Figure 1: Cumulative Union Coverage across tested configurations, where each panel demonstrates how aggregate coverage increases over the best single-configuration ASR as multiple variants are combined.

Implications for Evaluation and Threat Modeling

The findings have immediate implications for researchers and practitioners:

• Defensive Prioritisation: UC is the operationally meaningful quantity for defenders tasked with patching vulnerable prompts or assessing cumulative risk, as adversaries may trivially enumerate attack variants.
• Fair Comparison: VSM provides diagnostic clarity, allowing researchers to avoid comparing attacks whose best-case ASRs arise from different distributions over highly sensitive variant spaces.
• Metric Inflation and Underestimation: Single-configuration ASR can underestimate the attack surface by as much as 33% (as shown empirically), and in high-VSM settings, claim representativeness that is not borne out in aggregate.
• Standardisation: Attacks with "complementary" variants (i.e., configurations that jailbreak disjoint prompt sets) pose broader risks than headline ASR values imply.

Computational Considerations and Limitations

Distributional reporting does not require exhaustive search over the exponentially large variant spaces. The recommendation is to report per-variant ASR, VSM, and UC for the subset of the variant space that was actually evaluated, which typically entails little extra computational cost compared to current practice. For extremely high-dimensional spaces, efficient subspace enumeration and reporting on the explored domain remains valuable.

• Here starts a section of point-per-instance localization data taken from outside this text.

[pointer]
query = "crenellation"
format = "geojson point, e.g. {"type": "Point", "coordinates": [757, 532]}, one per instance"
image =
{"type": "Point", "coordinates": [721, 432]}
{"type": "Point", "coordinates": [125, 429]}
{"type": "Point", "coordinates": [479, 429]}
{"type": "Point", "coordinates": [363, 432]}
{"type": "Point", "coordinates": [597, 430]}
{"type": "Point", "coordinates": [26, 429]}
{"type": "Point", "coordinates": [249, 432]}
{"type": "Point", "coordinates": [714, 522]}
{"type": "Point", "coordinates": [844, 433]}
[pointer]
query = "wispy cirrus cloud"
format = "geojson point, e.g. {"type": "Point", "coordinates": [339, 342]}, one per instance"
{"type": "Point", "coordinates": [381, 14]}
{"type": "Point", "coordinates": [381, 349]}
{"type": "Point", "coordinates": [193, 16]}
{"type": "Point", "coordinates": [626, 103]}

Empirically, the paper’s analysis covers only two prominent attack families; however, its structural critique and proposed methodology generalise to any parameterised jailbreak family (GCG, AutoDAN, TAP, CodeAttack, etc.) where per-configuration performance is nonuniform. Extension to closed-source, API-gated frontier models is a future research direction.

Future Directions

This work motivates several lines of inquiry:

• Automated Exploration: Systematic, automated identification of complementary configurations to map the reachable attack surface with minimal computational resources.
• Robust Benchmarking: Integration of VSM and UC as default metrics in red-teaming frameworks and public leaderboards.
• Defense Response: Development of mitigations that address aggregate vulnerability rather than best-case configurations, e.g., defense-aware variant oversampling or ensemble robustness.

Conclusion

The predominant practice of reporting single-configuration ASR for LLM jailbreak attacks does not capture the breadth and distributional characteristics of the real attack surface. This paper advances the field by introducing VSM and UC as diagnostic, complementary metrics, empirically demonstrating their necessity, and arguing that their widespread adoption will enable more interpretable, actionable, and fair evaluation of parameterised attacks. Distributional reporting should be adopted as the normative standard for LLM jailbreak research and defense assessment, supplanting headline-driven iteration with sound comparative methodology.